By Guy Leonard, County Times

HOLLYWOOD, Md. (July 24, 2008)—Circuit Court Judge Michael J. Stamm sentenced a 19-year-old Mechanicsville man to just 180 days in the county detention center for his part in the theft of several guns from a victim’s residence, locked away in a safe.

Christopher Allen Williams admitted that the weapons found at his home Jan. 4 by police were stolen but that he had nothing to do with the actual break ins that occurred in December of 2007.

Williams was sentenced to charges of theft, possession of a stolen regulated firearm and possessing a stolen firearm while being under 21 years of age.

Each of the charges carried a five-year sentence but much of that was suspended.

“The person who stole the weapons was on drugs real bad,” Williams said.

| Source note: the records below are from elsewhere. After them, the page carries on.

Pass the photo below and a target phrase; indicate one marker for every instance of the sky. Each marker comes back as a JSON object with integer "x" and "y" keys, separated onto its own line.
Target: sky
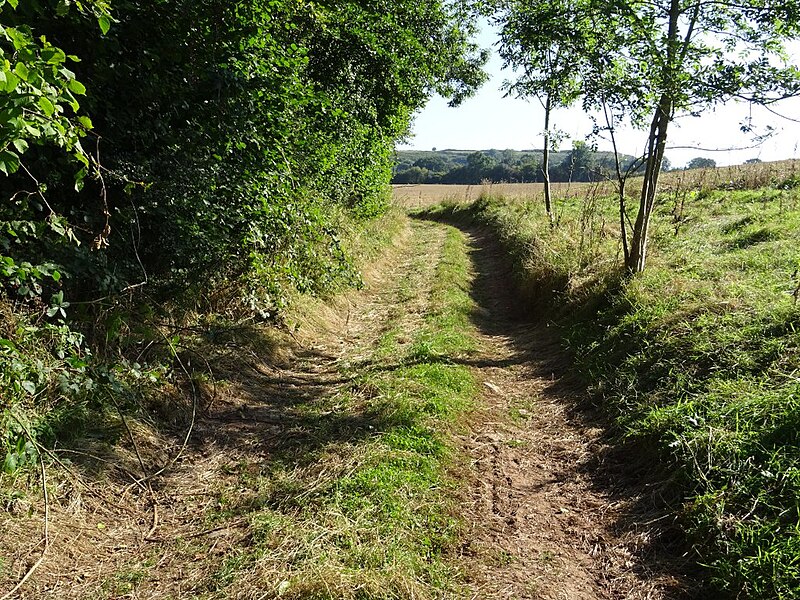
{"x": 488, "y": 120}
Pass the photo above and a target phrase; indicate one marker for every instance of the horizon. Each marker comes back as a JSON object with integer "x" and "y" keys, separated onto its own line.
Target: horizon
{"x": 493, "y": 121}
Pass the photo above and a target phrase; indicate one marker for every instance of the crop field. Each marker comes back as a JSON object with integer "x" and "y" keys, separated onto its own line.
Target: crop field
{"x": 734, "y": 177}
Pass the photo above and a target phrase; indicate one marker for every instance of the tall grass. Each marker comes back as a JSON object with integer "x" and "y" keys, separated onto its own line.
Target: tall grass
{"x": 697, "y": 360}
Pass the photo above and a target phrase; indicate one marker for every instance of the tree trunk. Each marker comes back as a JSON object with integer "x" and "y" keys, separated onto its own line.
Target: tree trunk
{"x": 621, "y": 180}
{"x": 548, "y": 206}
{"x": 656, "y": 143}
{"x": 657, "y": 140}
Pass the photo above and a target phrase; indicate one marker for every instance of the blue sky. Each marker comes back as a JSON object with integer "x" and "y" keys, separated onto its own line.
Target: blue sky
{"x": 490, "y": 121}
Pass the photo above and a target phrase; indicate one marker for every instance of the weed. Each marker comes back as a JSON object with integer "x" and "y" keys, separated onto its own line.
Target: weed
{"x": 696, "y": 359}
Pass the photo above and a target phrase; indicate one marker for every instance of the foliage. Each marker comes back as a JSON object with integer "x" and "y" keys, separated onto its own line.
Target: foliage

Stamm chided Williams for not owning up to what the court believed was Williams’ part in the burglaries.

“You’ve never owned up to your wrongdoing, even in juvenile court,” Stamm said. “You continually get into positions with people who get you into trouble.

“There’s not a doubt in my mind you were involved in criminal activity.”

While Williams will only spend a short time in jail he will still have 13-and-a-half years of backup time to serve in the Department of Corrections if he violates his parole.

He will also be on five years of probation after his release from jail.

Prosecutors believe that two other suspects were involved in the break ins along with Williams.

According to charging documents at the time of the burglary, St. Mary’s County Bureau of Criminal Investigations detectives alleged that they recovered six weapons from Williams’ own bedroom during their investigation, including some that had been reported stolen in a Hughesville burglary in December of last year.

Detectives also found a sawed-off shotgun, according to charging documents, altered to have a 13-inch barrel.

Williams has also been ordered to pay restitution to the victims in the case totaling $4,400 for their losses.

Charging documents stated that Williams’ own parents had identified the stolen weapons after he had brought them into their home.

In charging documents Williams’ parents stated they overheard their son make phone calls in an attempt to find a buyer for the allegedly stolen weapons.